An aspiration event is defined as the instance where material passes below the vocal cord and enters the airway during the pharyngeal phase. Because the automatic aspiration detection is beyond the scope of this paper, we compared the performance of aspiration detection by expert clinicians with the pharyngeal phase detection results of our framework and ground truth. The number of detected aspiration events from 215 raw videos was 23 by expert clinicians and 20 by the proposed algorithm.
The pharyngeal phase is a rapid and complex motion. As food bolus movement from the oral cavity to the esophagus triggers the swallowing reflex or swallowing response, the coordinated physiological events occur in rapid overlapping sequence [
5]. To prevent the food bolus from entering the airway, a coordinated movement of laryngeal elevation by suprahyoid muscles and closure of the larynx by epiglottic inversion occur in the pharyngeal phase [
5]. Our framework automatically trained these complex swallowing movements without spatial annotations such as anatomical structures in the VFSS images.

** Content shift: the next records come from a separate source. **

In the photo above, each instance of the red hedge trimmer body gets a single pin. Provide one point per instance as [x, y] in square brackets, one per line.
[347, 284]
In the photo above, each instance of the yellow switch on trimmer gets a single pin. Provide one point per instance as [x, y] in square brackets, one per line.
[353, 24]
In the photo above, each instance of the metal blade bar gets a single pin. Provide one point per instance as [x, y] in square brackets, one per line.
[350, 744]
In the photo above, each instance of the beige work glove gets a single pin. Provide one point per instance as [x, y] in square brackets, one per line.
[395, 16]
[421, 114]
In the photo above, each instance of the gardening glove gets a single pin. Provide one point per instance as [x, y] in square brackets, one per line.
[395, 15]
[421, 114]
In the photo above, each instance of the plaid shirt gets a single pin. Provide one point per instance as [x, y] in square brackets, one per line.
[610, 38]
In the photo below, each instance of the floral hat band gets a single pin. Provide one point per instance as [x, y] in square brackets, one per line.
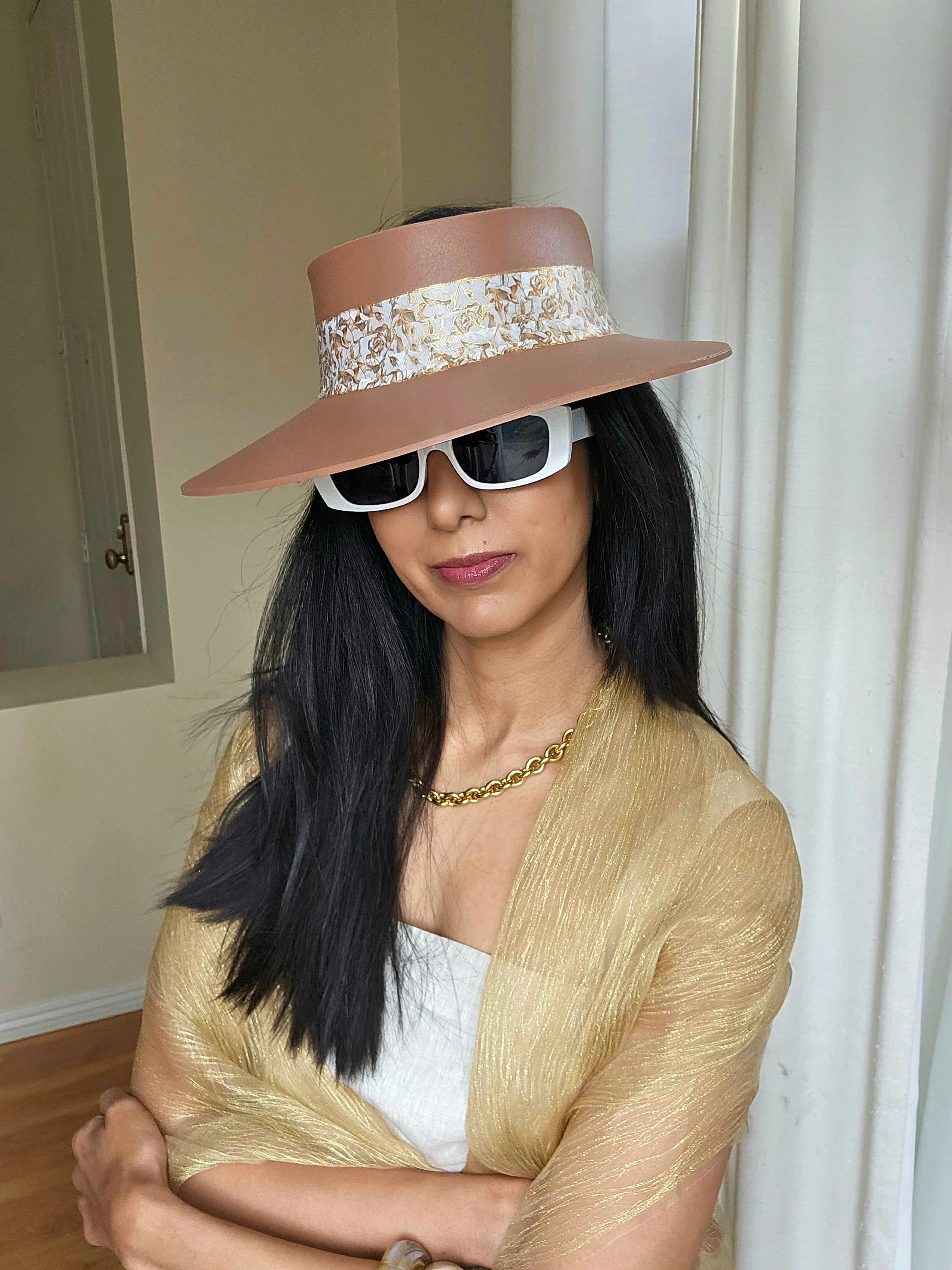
[440, 328]
[454, 323]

Automatic detection of the pharyngeal phase could be useful for clinical examination of VFSS images. The pharyngeal phase is a critical stage of the swallowing process as abnormality in it can cause serious medical complications such as aspiration pneumonia or asphyxia [
5]. To assess the pharyngeal phase in VFSS images, clinicians manually search for the pharyngeal phase in the VFSS images through visual inspection. Previously developed software applications and computer assisted analysis programs of VFSS images require manual annotations to select the time intervals of interest during the swallowing process [
10,
11,
12,
13,
15,
16,
29]. These preparations related to the specific time intervals are costly. In contrast, our novel framework provides clinicians with clips of interest, specifically, the pharyngeal phase, taken from a complete VFSS image without the need for temporal annotations. Our framework is expected to reduce time expenses for VFSS analysis for clinicians who need to search for the presence of aspiration in the pharyngeal phase.

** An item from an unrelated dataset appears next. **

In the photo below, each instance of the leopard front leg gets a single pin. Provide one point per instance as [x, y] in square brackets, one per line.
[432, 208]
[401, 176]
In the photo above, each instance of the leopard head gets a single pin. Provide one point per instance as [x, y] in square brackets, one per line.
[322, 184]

There are some limitations to this study. First, we did not detect the oral and esophageal phases in the swallowing process. Further studies are needed to modify our framework to detect the oral and esophageal phases in VFSS images. Second, our method does not capture pre-swallow or post-swallow aspiration, as the pharyngeal phase is the only phase of interest in this framework. Further investigations are needed to more effectively identify the presence of aspiration during the swallowing process.